Research on pre-1926 database reveals equity factors are ‘eternal’

Research on pre-1926 database reveals equity factors are ‘eternal’

21-12-2021 | 研究

New research reveals that equity factor styles have existed and persisted since the mid-19th century. This is based on a groundbreaking US stock database that has been built by a team of Robeco researchers, led by Guido Baltussen, in collaboration with the Erasmus University. This underlines that factor premiums do not depend on specific market regimes, which is good news for long-term quant investors.

  • Guido  Baltussen
    Head of Factor Investing
  • Bart van Vliet
    van Vliet
    Investment Specialist
  • Pim  van Vliet, PhD
    van Vliet, PhD
    Head of Conservative Equities and Head of Quantitative Equities

Speed read

  • Authors constructed a novel US stock database, from 1866 to 1926
  • Low risk, Momentum and Value premiums are significant in this era
  • Analysis showcases the potential of machine learning techniques

Over the last few decades, asset pricing literature has uncovered numerous equity factors, such as low risk, momentum and value, that explain cross-sectional differences in stock returns.
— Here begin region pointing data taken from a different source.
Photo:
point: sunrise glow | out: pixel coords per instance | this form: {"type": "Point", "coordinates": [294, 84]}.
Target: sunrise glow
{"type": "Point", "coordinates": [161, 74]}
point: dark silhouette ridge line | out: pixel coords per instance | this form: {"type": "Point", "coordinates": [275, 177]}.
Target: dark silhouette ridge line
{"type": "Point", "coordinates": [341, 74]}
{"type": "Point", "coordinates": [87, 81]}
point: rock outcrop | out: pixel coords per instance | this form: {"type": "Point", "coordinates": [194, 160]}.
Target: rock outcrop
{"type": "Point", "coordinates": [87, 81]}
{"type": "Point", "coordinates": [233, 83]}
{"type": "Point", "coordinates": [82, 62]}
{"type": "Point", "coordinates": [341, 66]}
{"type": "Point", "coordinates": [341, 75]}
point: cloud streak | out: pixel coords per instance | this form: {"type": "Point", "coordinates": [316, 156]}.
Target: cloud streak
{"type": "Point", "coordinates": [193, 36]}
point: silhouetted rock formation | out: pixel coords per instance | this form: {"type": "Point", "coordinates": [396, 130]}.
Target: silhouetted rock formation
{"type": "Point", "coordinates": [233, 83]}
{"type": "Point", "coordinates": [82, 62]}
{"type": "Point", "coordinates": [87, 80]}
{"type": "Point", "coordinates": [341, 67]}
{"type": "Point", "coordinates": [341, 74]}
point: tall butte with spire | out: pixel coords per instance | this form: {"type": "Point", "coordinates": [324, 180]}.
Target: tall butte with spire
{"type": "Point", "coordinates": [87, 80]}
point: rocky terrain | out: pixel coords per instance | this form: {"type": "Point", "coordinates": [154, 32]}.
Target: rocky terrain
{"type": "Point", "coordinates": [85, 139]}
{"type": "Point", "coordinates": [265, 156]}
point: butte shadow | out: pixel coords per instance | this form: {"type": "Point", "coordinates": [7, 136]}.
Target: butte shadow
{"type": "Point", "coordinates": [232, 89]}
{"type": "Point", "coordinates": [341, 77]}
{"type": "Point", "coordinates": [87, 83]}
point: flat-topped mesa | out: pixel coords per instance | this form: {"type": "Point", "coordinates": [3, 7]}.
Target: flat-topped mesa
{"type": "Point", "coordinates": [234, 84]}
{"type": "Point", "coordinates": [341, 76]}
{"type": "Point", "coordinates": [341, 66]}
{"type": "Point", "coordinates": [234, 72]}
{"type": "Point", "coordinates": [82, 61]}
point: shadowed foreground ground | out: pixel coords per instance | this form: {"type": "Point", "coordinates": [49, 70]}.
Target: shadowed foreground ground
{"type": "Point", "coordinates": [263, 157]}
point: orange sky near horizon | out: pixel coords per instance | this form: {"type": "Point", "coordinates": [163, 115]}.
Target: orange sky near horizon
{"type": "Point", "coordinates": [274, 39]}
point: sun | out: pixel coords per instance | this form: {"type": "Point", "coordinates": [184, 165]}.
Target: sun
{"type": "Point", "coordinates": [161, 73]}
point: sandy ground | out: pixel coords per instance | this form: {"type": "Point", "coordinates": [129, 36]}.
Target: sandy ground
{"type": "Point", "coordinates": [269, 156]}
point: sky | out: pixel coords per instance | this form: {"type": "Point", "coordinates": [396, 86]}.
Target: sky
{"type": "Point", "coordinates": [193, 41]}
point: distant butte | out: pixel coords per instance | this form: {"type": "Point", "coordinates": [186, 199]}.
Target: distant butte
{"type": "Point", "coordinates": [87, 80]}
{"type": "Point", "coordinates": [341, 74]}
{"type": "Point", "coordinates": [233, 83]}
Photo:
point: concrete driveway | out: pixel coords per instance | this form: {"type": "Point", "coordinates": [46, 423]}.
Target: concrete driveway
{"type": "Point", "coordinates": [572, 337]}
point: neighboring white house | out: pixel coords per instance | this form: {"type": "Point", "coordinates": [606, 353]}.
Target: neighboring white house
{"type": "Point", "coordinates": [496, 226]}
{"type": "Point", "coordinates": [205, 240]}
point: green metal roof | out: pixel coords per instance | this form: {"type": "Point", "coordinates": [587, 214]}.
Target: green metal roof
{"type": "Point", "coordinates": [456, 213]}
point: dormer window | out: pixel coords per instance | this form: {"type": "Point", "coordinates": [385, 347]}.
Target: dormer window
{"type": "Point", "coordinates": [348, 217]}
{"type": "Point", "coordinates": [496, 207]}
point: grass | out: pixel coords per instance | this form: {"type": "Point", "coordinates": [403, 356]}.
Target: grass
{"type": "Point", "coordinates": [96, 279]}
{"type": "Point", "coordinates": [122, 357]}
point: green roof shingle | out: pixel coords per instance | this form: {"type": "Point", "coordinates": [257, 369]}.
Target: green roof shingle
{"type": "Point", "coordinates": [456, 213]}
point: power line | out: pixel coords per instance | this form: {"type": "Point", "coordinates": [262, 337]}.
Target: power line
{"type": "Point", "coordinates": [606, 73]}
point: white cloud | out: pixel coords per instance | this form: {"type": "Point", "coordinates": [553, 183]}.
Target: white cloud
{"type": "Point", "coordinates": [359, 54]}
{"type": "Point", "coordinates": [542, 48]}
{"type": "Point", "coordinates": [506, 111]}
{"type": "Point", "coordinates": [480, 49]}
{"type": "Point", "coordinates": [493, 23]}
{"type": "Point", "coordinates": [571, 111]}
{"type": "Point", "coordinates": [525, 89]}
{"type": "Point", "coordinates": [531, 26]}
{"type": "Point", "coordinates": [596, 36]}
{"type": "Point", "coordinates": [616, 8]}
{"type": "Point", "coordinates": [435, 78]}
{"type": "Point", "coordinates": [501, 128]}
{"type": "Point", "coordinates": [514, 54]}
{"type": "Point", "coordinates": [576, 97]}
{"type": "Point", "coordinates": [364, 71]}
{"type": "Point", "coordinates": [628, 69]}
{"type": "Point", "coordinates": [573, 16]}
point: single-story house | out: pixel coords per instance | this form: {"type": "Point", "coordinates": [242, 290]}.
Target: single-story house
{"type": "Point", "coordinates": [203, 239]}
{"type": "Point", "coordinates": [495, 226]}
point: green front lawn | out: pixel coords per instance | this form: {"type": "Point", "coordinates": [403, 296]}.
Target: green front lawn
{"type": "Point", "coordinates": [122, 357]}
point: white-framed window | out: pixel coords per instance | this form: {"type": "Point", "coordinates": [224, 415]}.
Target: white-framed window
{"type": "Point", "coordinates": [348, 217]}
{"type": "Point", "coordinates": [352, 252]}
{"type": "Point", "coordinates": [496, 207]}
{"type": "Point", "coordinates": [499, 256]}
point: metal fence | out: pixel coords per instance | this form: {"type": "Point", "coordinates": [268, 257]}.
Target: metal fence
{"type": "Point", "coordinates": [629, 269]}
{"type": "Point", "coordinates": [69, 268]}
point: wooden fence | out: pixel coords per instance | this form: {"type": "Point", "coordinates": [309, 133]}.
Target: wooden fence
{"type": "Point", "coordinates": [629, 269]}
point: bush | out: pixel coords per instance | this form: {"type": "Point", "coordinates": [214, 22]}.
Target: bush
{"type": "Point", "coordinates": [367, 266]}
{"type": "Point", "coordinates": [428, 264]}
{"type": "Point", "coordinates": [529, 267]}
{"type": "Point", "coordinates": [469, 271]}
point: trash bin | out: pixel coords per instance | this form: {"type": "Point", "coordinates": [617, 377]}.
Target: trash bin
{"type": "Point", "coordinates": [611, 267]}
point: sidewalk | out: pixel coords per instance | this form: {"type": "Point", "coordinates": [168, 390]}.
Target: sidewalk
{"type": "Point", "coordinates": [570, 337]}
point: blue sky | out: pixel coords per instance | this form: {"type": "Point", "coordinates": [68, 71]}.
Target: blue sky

The empirical evidence presented in support of these findings has largely relied on the Center for Research in Security Prices (CRSP) database, which houses US stock data – including returns – dating all the way back to 1926.

This sample period has been so intensively analyzed that many experts have warned that studies on factors could potentially be plagued by data dredging or p-hacking effects.1 In other words, many of the factors that seem important in-sample could lose explanatory power, or even fail to hold up out-of-sample. This issue can be addressed with a truly independent and sufficiently large dataset that can be used for out-of-sample testing.


Constructing a novel database

Regarding the latter, Guido Baltussen, Bart van Vliet and Pim van Vliet (from our Quantitative Investing team), in collaboration with the Erasmus University, have constructed a novel US stock database for the period 1866 to 1926, containing stock prices, dividend yields and market capitalization values. This huge effort, spanning over several years, entailed the hand-collection of market capitalization data, double-checking of all inputs, as well as data cleaning and adjustments for stock delistings and stock splits using digitalized financial journals. The team then merged this information with data from an external data provider – Global Financial Data – for the same period.

This ‘pre-CRSP’ sample period is of similar length to the one used in existing CRSP-based studies (61-years), and covers an economically important period that is independent to prevailing datasets. This era was characterized by strong economic growth and rapid industrial development, laying the foundations for the preeminence of the US economy. Meanwhile, the US stock market played a pivotal role in economic growth and the financing of key innovations during this phase.

The novel database provides new ground for independent tests, that can allow us to better understand return drivers and stock prices. The authors used the data to examine the cross-section of US stock returns over the pre-CRSP period in their research.2 This focused on well-documented stock characteristics, namely beta, momentum (12-1 month price momentum), short-term reversal (1-month), size and value (dividend yield).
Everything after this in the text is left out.